Yea man. Those people that come up in your'e business, and start turning knobs and pushing buttons and skrew everything up. BUT YET CLAME THAT THE "KNOW WHAT THE ARE DOING" AHHHHHHHHHH!!! :x


----------



## XPSGuy (Apr 5, 2004)

By the way zac850, I like your sig... It actually  makes me think!


----------



## zac850 (Apr 5, 2004)

yea, I agree with that, i've got 2 5th graders who do that, drives me crazy. we ask a simple question, or have a joke argument about mac vs. pc, and he chimes in talking about processor type and the stuff, so annoying...... or when people tell you how to do such and such....... we were told to use one lav, attached as a normal lav would be, to pick up an area. we were told to just raise the gain, so that you would here everyone..... the point that who ever the lav is attached to would be way to loud..... not important......

very very VERY annoying........

and thanks. I got that off some website somewhere, and have adopted.... its my anti-war thing.....


----------



## XPSGuy (Apr 5, 2004)

Very cool - Go ahead and cast your vote! See ya


----------



## ship (Apr 5, 2004)

Welcome to the forum. I think most of us are board in the down time also. The more people making controlbooth their pass time, the more interesting it is during it, plus the more we all experience and learn from the assemblage. Welcome again. Here we don’t harp on spell check and try to welcome all opinions.

For note, I'm one of them that enjoys screwing up the levels on knobs out of the learning experience ifor those responsible to it that doing so will provide. Ok, my own personal enjoyment with screwing with people that can't get me back for it.

Than there was this large pile of packing foam peanuts a person had taken out of a box to un-pack the gear. Right by the air hose nozzle... No! don't, ... Please... yea I did it anyway. Some things you just must do. I do stuff like that all the time and don't even clean up after it he he he. Love teaching people how to test confetti machines especially.

Unfortunately at times I am one of them that says I know what I'm doing, only I do stuff that's going to screw with ya if you also know what you are doing. A sign of respect, but not enough to just leave the stuff alone, instead more of a mockery.

I'm side tracked again. Anyway, welcome to the forum. To get even with the kiddies who screw with your knobs, perhaps punish them by having them sweep the stage. Than sneak over a air hose and have them kneel down to show them how to get the dust out of the cracks - right underneath the dust pile by the way. Yea, good way of getting even. You have your abilities to get even, they have theirs to make your life interesting. In the end, the torch passes on is the important thing ... plus you all have fun and learn lots.

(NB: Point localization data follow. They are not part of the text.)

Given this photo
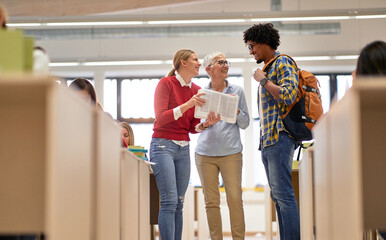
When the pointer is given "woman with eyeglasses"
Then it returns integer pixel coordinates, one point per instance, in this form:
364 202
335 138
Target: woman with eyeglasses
174 102
219 149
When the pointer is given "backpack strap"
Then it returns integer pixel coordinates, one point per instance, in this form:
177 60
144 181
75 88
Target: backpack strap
301 145
270 62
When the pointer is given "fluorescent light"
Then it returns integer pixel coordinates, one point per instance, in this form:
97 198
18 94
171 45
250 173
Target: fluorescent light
17 25
200 21
313 58
346 57
122 63
370 16
158 62
193 21
290 19
65 64
235 60
69 24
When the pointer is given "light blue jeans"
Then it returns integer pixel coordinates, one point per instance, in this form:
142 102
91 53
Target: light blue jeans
277 160
172 174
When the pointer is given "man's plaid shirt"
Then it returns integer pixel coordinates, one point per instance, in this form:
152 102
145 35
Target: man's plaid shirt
283 73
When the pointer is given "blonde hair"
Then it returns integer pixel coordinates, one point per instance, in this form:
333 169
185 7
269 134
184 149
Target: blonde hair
210 58
3 17
130 131
182 54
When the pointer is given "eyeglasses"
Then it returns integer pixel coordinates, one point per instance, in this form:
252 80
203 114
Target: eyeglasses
223 62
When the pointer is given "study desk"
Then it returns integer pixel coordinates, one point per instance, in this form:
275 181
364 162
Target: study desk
270 209
349 163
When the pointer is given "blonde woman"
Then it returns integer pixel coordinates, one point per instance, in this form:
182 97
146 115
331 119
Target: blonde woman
174 102
3 17
219 150
127 133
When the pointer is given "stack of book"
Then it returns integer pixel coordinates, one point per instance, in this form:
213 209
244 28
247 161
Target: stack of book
138 151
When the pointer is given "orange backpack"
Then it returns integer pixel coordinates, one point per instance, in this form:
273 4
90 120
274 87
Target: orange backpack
304 112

Later, welcome, cheat much and as long as you wish on a post. We learn to read fast and type fasater.


----------



## zac850 (Apr 5, 2004)

Ship, i was thinking of you during my first post when I talked about people who really do know what there talking about..... with the amount of stuff you've written here, we could publish a book!!!! or maybe even 2........

nothing wrong with being imature and messing with stuff every now and again


----------



## XPSGuy (Apr 6, 2004)

I must agree! Most of the time the getting even part can be pretty fun. Every chance I get, I always "accidentaly" move some props around or "alter/taylor" costumes. HA HA HA, all in good fun. Its great when you can be serious and kid around at the same time. But I still get anoyed when people touch my knobs!


----------



## ship (Apr 6, 2004)

Just a question of timing and tact. On the other hand sit me down before a light board manufactured after 15 years ago, much less a moving light or sound board and I'm the amature. No matter how many books and manuals I read on such things, it never gets beyond the most basic understanding of how such things work.


----------



## XPSGuy (Apr 6, 2004)

I Agree...


----------



## mbenonis (Apr 6, 2004)

Welcome to controlbooth.com!

Along these lines, what really irks me is when people refuse to trust that I know what I'm doing and basically tell me to keep away, when I could probably do a better job they they could. Not that I know everything (far from it - judge from the many questions I've asked in Sound Questions), but I do know how to operate our systems properly.

Fortunately, that hasn't happened in a while.


----------



## XPSGuy (Apr 6, 2004)

Sometimes I think about that. Some people do have the ability, but your chance will come to shine through and show them what you're made of. Don't get frustrated! Just keep pushing them.


----------



## dvsDave (Apr 7, 2004)

Hey XPSGuy, 

I am your webmaster, dvsDave, and I just wanted to welcome you to our online community! Welcome aboard!!

Hope to see you around the forums often!

-dvsDave


----------



## kaycie (Apr 8, 2004)

ya.. the thing that bugs me is when you DO know what you are doing, and no one believes you!! 
like.. when im trying to set up a sound shell, or risers, or build up platforms and the guys on the crew come and basically push me out of the way. just because im a girl, they think that im not able to carry things, or build things. ...its not like im their stage director or anything!!!. i do have a basic understanding of what im doing!
heehee, so ya.. in a case like that i think its ok if you tell people you know what you're doing so they'll let you do it.


----------